When we talk and write about IT issues, we use certain words to mean many different things: "Platform," "architecture," and "integration" are among the worst offenders. But the most overloaded term in the IT lexicon may well be "metadata."
Everyone knows the common definition: Metadata is data about data, a secondary thing that's separate in some way from the primary thing to which it refers. But that definition begs a series of questions. Is metadata something we derive from data, or assign to it? Does it classify things, or enable us to search for things, or govern the behavior of things? If data that is described by metadata also, in turn, refers to other data, does it then qualify as both data and metadata?
These questions can verge on the philosophical, but by working through some examples, we can define various types of metadata, list the benefits that we expect from using it, and identify the challenges associated with maintaining it. Programs, documents, messages, files, Web resources, and Web services are some of the IT constructs often described by metadata. Let's review the roles that metadata can play in these different scenarios.
Since the birth of software, programmers have embedded one kind of metadata -- namely comments -- in their source code. Making such comments more integral to software has been a long-standing quest. In the 1980s, the legendary computer scientist Donald Knuth began evangelizing a technique he called "literate programming." Knuth was the inventor of TeX, a markup language that's still used for math-intensive typesetting. His idea was to use TeX in tandem with a programming language to compose a single document that blended both code and documentation.
Knuth's approach never really caught on, but the idea of weaving comments more intimately into code continued to evolve. Java programmers, for example, write specially formatted comments in their source code and then use the Javadoc tool to translate those comments into HTML documentation.

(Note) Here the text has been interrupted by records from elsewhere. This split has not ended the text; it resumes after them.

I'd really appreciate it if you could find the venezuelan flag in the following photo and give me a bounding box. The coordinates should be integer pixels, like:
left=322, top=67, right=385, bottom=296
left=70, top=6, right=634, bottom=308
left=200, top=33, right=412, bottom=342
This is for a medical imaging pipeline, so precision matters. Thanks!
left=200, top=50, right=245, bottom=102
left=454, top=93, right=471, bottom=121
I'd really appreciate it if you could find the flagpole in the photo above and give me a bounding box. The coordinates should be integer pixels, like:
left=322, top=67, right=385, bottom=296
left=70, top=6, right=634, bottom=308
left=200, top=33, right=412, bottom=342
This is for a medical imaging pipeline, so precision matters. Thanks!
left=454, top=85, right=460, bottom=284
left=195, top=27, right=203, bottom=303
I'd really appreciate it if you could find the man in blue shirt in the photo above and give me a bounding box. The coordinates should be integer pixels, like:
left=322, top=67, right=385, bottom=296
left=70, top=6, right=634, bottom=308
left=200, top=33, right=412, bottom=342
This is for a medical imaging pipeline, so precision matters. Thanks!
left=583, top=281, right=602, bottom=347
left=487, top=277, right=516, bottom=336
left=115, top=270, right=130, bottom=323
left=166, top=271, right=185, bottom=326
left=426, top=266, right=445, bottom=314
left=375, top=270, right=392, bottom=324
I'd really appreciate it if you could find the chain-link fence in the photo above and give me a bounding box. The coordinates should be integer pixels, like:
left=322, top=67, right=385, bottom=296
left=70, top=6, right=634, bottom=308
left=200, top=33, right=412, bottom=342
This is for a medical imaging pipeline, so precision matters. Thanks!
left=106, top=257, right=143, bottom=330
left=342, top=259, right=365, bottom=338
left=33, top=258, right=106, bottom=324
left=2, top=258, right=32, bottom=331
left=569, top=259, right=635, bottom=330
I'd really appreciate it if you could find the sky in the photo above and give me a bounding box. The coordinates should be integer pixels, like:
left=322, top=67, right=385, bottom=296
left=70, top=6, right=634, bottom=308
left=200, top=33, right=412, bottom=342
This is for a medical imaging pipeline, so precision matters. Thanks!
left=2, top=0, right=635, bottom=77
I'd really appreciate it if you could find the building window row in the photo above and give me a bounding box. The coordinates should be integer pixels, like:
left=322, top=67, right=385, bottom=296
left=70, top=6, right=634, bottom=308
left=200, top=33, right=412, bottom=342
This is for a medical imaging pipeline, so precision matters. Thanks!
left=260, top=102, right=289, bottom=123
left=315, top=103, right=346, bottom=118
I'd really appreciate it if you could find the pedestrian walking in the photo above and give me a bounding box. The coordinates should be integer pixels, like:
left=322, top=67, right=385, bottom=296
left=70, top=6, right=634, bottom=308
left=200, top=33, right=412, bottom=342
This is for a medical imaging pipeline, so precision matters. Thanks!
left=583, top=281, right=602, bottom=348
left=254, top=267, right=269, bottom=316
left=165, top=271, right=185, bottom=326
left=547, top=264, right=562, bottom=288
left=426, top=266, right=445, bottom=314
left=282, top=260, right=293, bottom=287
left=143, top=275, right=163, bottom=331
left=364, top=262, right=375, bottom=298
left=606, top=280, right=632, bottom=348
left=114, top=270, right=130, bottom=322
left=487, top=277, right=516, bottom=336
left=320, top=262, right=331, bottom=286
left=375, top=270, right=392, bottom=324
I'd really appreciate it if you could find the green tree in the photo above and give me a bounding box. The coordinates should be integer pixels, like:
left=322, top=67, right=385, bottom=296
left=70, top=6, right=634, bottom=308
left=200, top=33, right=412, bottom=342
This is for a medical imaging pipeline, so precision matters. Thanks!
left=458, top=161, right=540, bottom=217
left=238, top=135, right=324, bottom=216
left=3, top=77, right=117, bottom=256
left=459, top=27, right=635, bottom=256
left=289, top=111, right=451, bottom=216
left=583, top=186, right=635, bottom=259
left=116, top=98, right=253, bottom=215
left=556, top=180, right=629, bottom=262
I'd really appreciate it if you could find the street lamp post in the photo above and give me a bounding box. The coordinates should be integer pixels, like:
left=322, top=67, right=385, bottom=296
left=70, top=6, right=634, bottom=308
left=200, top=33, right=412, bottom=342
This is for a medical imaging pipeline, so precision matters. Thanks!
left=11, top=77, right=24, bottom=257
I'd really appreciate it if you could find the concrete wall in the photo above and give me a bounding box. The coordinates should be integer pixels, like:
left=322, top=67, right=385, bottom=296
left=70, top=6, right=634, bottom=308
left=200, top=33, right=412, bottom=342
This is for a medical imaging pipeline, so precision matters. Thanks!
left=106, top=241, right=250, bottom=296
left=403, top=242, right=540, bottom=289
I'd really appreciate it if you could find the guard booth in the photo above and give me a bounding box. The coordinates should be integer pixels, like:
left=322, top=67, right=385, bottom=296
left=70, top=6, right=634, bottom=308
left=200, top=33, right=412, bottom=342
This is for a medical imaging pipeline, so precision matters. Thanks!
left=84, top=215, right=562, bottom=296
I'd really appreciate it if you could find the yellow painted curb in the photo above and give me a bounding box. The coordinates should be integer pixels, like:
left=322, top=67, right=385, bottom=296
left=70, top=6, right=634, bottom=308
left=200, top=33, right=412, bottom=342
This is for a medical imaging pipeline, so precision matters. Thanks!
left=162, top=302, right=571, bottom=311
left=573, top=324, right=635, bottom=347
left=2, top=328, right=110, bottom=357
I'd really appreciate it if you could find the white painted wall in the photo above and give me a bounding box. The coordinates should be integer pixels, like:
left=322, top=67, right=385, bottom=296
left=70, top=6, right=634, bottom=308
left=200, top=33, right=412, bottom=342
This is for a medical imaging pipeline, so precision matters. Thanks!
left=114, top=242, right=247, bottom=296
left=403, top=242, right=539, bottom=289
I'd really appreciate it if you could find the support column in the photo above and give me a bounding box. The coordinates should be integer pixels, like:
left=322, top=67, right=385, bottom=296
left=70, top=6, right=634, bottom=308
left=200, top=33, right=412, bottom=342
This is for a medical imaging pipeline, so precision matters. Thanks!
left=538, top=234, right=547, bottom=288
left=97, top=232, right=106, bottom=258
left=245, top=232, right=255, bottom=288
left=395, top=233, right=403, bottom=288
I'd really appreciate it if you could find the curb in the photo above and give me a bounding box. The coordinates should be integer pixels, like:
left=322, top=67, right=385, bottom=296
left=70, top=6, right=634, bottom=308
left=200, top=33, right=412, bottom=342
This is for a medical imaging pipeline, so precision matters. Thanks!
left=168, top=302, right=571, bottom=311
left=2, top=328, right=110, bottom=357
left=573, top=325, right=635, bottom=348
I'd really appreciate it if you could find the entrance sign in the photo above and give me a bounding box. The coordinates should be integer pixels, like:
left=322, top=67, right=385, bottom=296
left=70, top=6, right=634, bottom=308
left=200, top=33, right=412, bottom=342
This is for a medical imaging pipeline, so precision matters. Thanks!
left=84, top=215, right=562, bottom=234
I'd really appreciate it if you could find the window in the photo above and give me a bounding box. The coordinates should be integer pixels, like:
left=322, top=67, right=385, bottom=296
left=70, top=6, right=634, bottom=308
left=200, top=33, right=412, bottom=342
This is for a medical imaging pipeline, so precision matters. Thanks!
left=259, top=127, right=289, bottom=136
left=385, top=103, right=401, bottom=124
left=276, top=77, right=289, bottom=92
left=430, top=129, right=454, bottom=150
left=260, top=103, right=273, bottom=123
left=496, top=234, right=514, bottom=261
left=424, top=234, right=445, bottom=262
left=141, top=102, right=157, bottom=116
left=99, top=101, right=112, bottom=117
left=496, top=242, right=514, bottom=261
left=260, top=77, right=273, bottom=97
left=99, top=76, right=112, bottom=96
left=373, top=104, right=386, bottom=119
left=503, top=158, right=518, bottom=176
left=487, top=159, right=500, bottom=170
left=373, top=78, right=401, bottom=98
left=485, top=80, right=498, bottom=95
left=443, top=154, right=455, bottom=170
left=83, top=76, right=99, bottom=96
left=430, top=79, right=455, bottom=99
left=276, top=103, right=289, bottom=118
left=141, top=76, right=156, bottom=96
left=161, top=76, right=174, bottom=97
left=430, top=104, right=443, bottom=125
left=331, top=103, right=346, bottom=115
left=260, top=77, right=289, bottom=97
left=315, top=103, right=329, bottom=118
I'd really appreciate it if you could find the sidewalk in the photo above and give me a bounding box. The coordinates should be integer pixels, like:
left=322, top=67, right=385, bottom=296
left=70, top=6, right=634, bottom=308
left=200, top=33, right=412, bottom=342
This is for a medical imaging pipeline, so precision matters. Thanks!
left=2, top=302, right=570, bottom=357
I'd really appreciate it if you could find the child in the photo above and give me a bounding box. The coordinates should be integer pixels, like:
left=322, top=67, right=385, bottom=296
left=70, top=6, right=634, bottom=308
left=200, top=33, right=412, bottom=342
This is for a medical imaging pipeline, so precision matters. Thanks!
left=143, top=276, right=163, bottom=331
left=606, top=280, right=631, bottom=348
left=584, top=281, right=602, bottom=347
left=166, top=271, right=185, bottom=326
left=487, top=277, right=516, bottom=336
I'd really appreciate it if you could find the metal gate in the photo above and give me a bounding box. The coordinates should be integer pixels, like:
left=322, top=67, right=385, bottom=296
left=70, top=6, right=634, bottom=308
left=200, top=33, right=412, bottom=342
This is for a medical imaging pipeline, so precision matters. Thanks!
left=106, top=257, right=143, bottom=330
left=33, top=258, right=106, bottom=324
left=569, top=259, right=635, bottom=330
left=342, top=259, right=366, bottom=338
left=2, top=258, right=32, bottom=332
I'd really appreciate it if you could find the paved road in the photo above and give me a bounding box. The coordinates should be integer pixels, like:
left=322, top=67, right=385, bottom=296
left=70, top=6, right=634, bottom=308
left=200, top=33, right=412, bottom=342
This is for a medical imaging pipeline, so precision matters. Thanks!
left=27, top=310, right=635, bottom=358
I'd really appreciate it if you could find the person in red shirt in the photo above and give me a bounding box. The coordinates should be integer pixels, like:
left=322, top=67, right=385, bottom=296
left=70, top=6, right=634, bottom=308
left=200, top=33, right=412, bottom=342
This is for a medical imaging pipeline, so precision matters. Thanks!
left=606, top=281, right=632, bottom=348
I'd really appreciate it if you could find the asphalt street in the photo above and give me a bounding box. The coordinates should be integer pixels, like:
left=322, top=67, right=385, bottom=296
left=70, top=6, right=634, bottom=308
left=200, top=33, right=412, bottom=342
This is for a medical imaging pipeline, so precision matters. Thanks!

Comments are an informal kind of metadata used to describe the design and operation of software for human readers. But they can also be used in more formal ways to declare properties of software components and relationships among them. A module that checks credit card numbers, for example, might be invoked directly or by way of a Web services framework. Specifying the invocation style in a comment, rather than in the code, is one way to separate configuration logic from business logic.
Because comments don't survive compilation, though, such configuration metadata is only indirectly linked to the code to which it refers. Why not embed the metadata directly in the generated code? The .Net architecture enables just that. With J2SE 1.5, Java does, too. Thanks to a technique called reflection, available in both environments, it's possible to query class files or assemblies at run time, discover these metadata annotations, and react dynamically to them. Metadata can be used to declare that a component must run in a transactional context, for example, or to specify the kind of authentication it must use.
These custom annotations are assigned to software, not intrinsic to it. But Java and .Net programs also make available, through reflection, intrinsic metadata about the objects they contain, as well as the types and properties of those objects. As a result, these self-describing programs can collaborate with other programs in highly dynamic ways.